Major themes: The top six themes of the year that received 44% of all funding included: analytics and big data, healthcare consumer engagement, digital medical devices, telemedicine, personalized medicine, and population health management. Personalized medicine joined the top six for the very first time this year.
Growth categories: Three categories received significant growth in funding: telemedicine, payer administration, and digital therapies. Telemedicine and digital therapies are new ways of delivering care that can help improve care and reduce costs. As healthcare reform uncertainty and changes persist, payer administration tools will be essential for efficiently and effectively navigating the healthcare industry.
Prolific investors: In 2014 alone, 379 distinct investors funded digital health companies, 35 of which made 3+ deals (the serial investors) and 216 of which were investing in digital health for the first time since we began tracking in 2011. The most active digital health investors have remained stable—and diverse—over the past four years.
Exit activity: 2014 saw a lot of exits. There were 95 M&A transactions tracked and disclosed deals were valued at over $20B. Health tech companies were still the most active acquirers. Beyond private exits, the public markets welcomed five digital health companies with a total current market capitalization of $10.6B.
Methodologies
What is digital health?
Rock Health defines digital health as the intersection of healthcare and technology.
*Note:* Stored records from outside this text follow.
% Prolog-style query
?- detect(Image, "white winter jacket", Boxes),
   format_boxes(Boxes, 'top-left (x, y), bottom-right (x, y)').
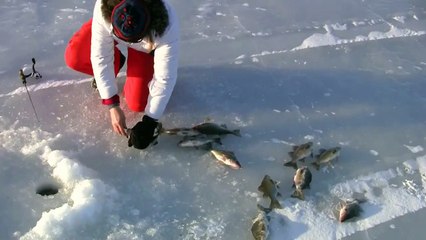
top-left (91, 0), bottom-right (179, 119)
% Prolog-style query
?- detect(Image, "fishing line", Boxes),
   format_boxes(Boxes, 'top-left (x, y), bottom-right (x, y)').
top-left (19, 58), bottom-right (42, 122)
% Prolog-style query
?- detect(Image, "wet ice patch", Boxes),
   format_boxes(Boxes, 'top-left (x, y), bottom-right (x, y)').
top-left (21, 146), bottom-right (116, 240)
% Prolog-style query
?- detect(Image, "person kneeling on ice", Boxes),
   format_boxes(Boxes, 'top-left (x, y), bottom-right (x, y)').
top-left (65, 0), bottom-right (179, 149)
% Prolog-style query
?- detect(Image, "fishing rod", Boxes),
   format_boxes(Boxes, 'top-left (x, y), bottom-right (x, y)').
top-left (19, 58), bottom-right (42, 122)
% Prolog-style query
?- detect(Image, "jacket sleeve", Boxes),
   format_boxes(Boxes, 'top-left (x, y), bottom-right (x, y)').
top-left (145, 6), bottom-right (179, 119)
top-left (90, 0), bottom-right (118, 99)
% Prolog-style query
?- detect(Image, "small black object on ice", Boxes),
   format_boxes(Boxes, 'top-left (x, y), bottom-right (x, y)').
top-left (36, 184), bottom-right (59, 196)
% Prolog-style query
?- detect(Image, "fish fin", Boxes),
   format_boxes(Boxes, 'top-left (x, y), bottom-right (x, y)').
top-left (284, 160), bottom-right (297, 169)
top-left (291, 189), bottom-right (305, 200)
top-left (257, 185), bottom-right (265, 194)
top-left (232, 129), bottom-right (241, 137)
top-left (214, 138), bottom-right (223, 145)
top-left (269, 199), bottom-right (283, 209)
top-left (200, 142), bottom-right (213, 151)
top-left (256, 203), bottom-right (272, 214)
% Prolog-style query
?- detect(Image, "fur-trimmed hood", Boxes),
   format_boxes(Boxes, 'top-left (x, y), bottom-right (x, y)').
top-left (101, 0), bottom-right (169, 39)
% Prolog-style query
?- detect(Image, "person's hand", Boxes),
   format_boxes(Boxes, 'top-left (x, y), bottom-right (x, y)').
top-left (129, 115), bottom-right (158, 149)
top-left (109, 106), bottom-right (128, 137)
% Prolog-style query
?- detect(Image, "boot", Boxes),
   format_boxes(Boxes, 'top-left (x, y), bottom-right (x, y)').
top-left (91, 52), bottom-right (126, 89)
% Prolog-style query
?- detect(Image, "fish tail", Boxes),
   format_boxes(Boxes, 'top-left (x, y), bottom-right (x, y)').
top-left (312, 162), bottom-right (319, 170)
top-left (269, 199), bottom-right (283, 209)
top-left (291, 189), bottom-right (305, 200)
top-left (284, 160), bottom-right (297, 169)
top-left (232, 129), bottom-right (241, 137)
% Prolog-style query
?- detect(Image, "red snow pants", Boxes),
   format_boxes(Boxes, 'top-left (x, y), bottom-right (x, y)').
top-left (65, 20), bottom-right (154, 112)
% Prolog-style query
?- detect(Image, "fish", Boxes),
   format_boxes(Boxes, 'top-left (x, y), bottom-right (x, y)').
top-left (192, 122), bottom-right (241, 137)
top-left (291, 166), bottom-right (312, 200)
top-left (284, 142), bottom-right (314, 169)
top-left (257, 175), bottom-right (282, 209)
top-left (161, 128), bottom-right (201, 137)
top-left (312, 147), bottom-right (341, 170)
top-left (210, 149), bottom-right (241, 170)
top-left (251, 204), bottom-right (271, 240)
top-left (36, 183), bottom-right (59, 196)
top-left (178, 135), bottom-right (222, 149)
top-left (339, 199), bottom-right (363, 222)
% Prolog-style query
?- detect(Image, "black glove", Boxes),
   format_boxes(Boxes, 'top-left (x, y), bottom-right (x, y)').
top-left (129, 115), bottom-right (158, 149)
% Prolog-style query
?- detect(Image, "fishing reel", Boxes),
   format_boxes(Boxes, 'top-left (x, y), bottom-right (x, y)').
top-left (19, 58), bottom-right (42, 85)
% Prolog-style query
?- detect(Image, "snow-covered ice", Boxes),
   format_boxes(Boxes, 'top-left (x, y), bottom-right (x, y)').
top-left (0, 0), bottom-right (426, 240)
This means that the venture funding tracked only includes technology-enabled health-related companies, whether they focus on the administration of healthcare, the delivery of healthcare, or the process of bringing breakthrough new healthcare products to market (both R&D and commercialization).
Healthcare companies that aren’t digital. Health insurance companies, such as Oscar, or healthcare providers, such as One Medical, are pure services companies (that employ technology, certainly, as does every company). This is in direct contrast to a technology-enabled services business such as telemedicine, that simply could not exist without digital. Molecular diagnostic companies, such as Guardant Health, that perform testing and render a definitive diagnosis to physicians are also excluded. Similar to biopharma companies, molecular diagnostic companies are significantly more capital intensive than software-based companies and would skew funding.
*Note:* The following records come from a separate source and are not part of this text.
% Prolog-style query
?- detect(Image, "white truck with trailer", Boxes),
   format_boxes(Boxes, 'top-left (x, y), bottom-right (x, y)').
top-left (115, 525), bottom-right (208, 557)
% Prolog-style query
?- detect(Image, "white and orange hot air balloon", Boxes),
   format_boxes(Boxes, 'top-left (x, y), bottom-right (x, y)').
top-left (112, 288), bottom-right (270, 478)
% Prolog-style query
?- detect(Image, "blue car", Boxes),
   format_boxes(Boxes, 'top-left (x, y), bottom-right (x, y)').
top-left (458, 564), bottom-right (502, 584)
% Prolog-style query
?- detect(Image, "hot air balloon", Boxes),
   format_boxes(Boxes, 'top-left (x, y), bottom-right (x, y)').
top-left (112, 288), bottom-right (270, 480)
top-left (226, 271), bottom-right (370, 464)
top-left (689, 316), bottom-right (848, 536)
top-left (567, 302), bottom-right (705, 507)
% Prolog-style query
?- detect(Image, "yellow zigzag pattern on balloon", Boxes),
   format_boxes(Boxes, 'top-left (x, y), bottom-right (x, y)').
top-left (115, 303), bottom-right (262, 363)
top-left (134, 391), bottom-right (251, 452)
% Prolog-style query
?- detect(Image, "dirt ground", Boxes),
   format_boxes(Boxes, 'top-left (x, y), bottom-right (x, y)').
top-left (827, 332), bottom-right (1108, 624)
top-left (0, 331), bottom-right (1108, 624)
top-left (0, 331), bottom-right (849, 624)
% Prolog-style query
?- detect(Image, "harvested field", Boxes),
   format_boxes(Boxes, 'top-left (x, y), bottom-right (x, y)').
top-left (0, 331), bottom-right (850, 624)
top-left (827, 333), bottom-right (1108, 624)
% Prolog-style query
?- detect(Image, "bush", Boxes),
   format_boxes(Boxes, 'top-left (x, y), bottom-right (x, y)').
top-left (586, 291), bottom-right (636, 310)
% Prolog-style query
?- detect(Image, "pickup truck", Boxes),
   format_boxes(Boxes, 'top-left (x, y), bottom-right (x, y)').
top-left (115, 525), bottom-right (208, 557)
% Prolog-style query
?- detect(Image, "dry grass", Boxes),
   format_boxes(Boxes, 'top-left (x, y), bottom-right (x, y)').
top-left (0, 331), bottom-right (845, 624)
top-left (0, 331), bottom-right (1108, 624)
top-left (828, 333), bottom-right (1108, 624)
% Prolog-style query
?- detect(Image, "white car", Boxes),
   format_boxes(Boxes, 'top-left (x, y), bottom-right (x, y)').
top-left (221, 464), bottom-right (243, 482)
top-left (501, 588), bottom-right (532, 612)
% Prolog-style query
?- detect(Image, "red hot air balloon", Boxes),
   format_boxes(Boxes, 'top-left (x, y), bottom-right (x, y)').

Technology companies that aren’t healthcare. Companies diversified across industries are not included. Software companies focused across human resources (and not solely health benefits), such as Zenefits, are not included.
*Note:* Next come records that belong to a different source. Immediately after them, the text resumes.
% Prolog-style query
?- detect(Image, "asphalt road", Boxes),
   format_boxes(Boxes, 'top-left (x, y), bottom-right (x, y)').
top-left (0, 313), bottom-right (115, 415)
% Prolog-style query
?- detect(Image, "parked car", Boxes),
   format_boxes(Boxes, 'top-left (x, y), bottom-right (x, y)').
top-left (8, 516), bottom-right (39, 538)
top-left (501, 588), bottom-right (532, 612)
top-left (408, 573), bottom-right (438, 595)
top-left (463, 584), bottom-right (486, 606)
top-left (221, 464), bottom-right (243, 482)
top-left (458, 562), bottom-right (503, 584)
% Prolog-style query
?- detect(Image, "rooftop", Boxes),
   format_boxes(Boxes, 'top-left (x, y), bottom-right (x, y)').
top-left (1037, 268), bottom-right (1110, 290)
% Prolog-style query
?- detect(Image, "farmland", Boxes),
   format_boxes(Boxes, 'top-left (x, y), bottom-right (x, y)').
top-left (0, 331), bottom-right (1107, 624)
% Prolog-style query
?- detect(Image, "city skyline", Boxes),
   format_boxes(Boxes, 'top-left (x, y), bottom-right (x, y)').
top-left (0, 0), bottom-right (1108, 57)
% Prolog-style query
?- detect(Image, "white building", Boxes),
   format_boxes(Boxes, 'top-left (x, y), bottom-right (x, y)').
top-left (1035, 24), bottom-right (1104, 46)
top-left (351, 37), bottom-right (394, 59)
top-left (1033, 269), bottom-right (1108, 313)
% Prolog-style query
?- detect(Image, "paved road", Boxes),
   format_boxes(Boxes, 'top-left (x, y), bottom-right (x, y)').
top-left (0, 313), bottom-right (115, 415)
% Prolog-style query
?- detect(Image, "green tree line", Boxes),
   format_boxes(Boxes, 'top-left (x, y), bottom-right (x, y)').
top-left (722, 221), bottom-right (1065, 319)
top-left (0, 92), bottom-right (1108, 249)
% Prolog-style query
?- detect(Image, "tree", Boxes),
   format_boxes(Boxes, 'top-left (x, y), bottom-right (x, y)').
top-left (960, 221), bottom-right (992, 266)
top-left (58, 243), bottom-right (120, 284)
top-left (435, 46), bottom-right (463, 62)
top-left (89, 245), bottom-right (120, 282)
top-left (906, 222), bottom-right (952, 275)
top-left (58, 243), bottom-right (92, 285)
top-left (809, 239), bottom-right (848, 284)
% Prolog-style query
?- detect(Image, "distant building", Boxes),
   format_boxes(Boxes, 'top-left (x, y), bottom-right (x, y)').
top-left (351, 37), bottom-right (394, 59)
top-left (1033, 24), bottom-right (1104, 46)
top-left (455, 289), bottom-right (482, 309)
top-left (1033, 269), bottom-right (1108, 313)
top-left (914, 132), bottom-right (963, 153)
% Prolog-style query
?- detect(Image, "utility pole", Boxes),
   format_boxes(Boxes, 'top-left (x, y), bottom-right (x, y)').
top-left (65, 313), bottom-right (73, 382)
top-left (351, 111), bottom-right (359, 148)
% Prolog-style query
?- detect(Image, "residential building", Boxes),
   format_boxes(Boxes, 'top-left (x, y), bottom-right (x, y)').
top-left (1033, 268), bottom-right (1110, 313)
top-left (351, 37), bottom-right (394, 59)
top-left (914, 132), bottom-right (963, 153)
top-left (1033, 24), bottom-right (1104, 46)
How we track digital health funding
Rock Health funding data only includes disclosed US deals over $2M. Deals under $2M would be impossible to track comprehensively since companies often do not file their small seed rounds with the SEC or disclose to press. We also believe that deals under $2M generate noise in key statistics, including deal count and average deal size. Disclosed deals under $2M represent less than 5% of the total we report, giving us confidence in our overall figures.
In prior years, we have attempted to include international companies that were funded by U.S. investors, monitoring the portfolios of hundreds of VCs. In reviewing this data, we have concluded that it is challenging to track all international deals and beginning with this 2014 year end report, we are no longer tracking or reporting any international deals. All numbers in this report are for U.S.-based companies only.
Funding tracked includes debt, venture rounds, and growth equity but excludes lines of credit (working capital) and cash/equity associated with merger or acquisition activities.
Deals data is gathered based on publicly available resources (press releases, news outlets, SEC filings, etc.) and supplemented with CapIQ’s venture data.